The design of the MiG-17 was undertaken to correct the deficiencies that the earlier MiG-15 had at higher speeds. It was the first Soviet fighter to have an afterburning engine, the Klimov VK-1.

In 1949, the Mikoyan-Gurevich (MiG) design bureau began work on a new fighter to replace the MiG-15. Two features of the aircraft were a thinner wing of greater sweep and a redesigned tail that improved stability and handling at speeds approaching Mach 1 (speed of sound). Although similar in appearance to the MiG-15, the MiG-17 has more sharply swept wings, an afterburner, better speed and handling characteristics and is about three feet longer. The wings of the aircraft are mid-mounted, swept-back, and tapered with blunt tips. They have wide wing roots. The engine is one turbojet inside the body and has a round air intake in the nose. It has a single, small exhaust. The fuselage is short, thick, cigar-shaped and tapered to the rear. It has a blunt nose and bubble canopy. The tail fin is swept-back and tapered with rounded tip. Flats are high-mounted on the tail fin, swept-back, and tapered. Flats and fin overhang the exhaust.

The prototype MiG-17 (NATO code name Fresco) first flew in January 1950 and was reported to have exceeded Mach 1 in level flight. Production began in late 1951, but the aircraft were not available in sufficient quantities to take part in the Korean War. Deliveries to the Soviet Air Force began in 1952. Five versions of the aircraft eventually were produced. Early production MiG-17s were fitted with the VK-1 engine, a Soviet copy of the Rolls-Royce Nene. The VK-1F, an improved version with a simple afterburner and variable nozzle, was developed for the main production version, the MiG-17F (Fresco C). In 1955 the radar equipped MiG-17PF (Fresco D) entered service as a limited all-weather interceptor. The MiG-17PFU was armed with four AA-1 "Alkali" radar-guided missiles, making it the Soviet Union's first missile armed interceptor. Even though it was considered obsolete by the mid-1960s, the MiG-17 gave a good account over Vietnam, being flown by most of the top North Vietnamese pilots, including the leading ace, Colonel Tomb.

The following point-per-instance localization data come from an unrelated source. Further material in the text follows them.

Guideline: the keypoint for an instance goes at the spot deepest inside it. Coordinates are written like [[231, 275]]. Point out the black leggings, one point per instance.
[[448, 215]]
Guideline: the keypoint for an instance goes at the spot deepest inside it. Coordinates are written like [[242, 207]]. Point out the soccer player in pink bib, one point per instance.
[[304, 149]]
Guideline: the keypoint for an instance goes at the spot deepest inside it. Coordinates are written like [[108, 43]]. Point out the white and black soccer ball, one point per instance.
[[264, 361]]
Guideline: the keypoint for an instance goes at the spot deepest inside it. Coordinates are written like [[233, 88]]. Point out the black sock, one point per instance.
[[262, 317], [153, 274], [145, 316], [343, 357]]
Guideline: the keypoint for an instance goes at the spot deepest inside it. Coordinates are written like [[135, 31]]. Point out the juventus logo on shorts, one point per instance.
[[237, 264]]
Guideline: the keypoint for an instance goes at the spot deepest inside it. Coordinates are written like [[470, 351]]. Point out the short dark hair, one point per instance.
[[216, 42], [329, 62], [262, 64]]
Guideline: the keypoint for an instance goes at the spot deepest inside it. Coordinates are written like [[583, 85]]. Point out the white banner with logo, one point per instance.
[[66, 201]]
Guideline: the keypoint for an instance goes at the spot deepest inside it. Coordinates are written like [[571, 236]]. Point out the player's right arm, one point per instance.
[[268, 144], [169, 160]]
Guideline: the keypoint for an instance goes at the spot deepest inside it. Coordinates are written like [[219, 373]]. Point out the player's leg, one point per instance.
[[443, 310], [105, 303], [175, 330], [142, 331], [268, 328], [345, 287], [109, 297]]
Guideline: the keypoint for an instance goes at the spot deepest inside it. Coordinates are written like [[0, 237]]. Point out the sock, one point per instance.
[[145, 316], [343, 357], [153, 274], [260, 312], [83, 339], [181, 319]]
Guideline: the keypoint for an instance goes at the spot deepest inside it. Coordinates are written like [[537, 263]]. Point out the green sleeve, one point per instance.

The MiG-17 served with nearly 30 air forces worldwide, including the Soviet Union, Warsaw Pact countries, China, Afghanistan, North Korea, Sri Lanka, Syria, Morocco, Cuba, Indonesia, and Cambodia. Though smaller than the USAF F-86 Sabre of Korean War fame, its weight and performance favorably compared to that aircraft. Soviet production of the MiG-17 ended in 1958 with over 6,000 produced. It continued to be built under license in Poland as the Lim-5P and in China as the J-5/F-4. China's first reproduced jet fighter plane, the J-5, successfully flew in Shenyang for the first time on 19 July 1956, and General Nie Rongzhen went in person to Shenyang to offer congratulations.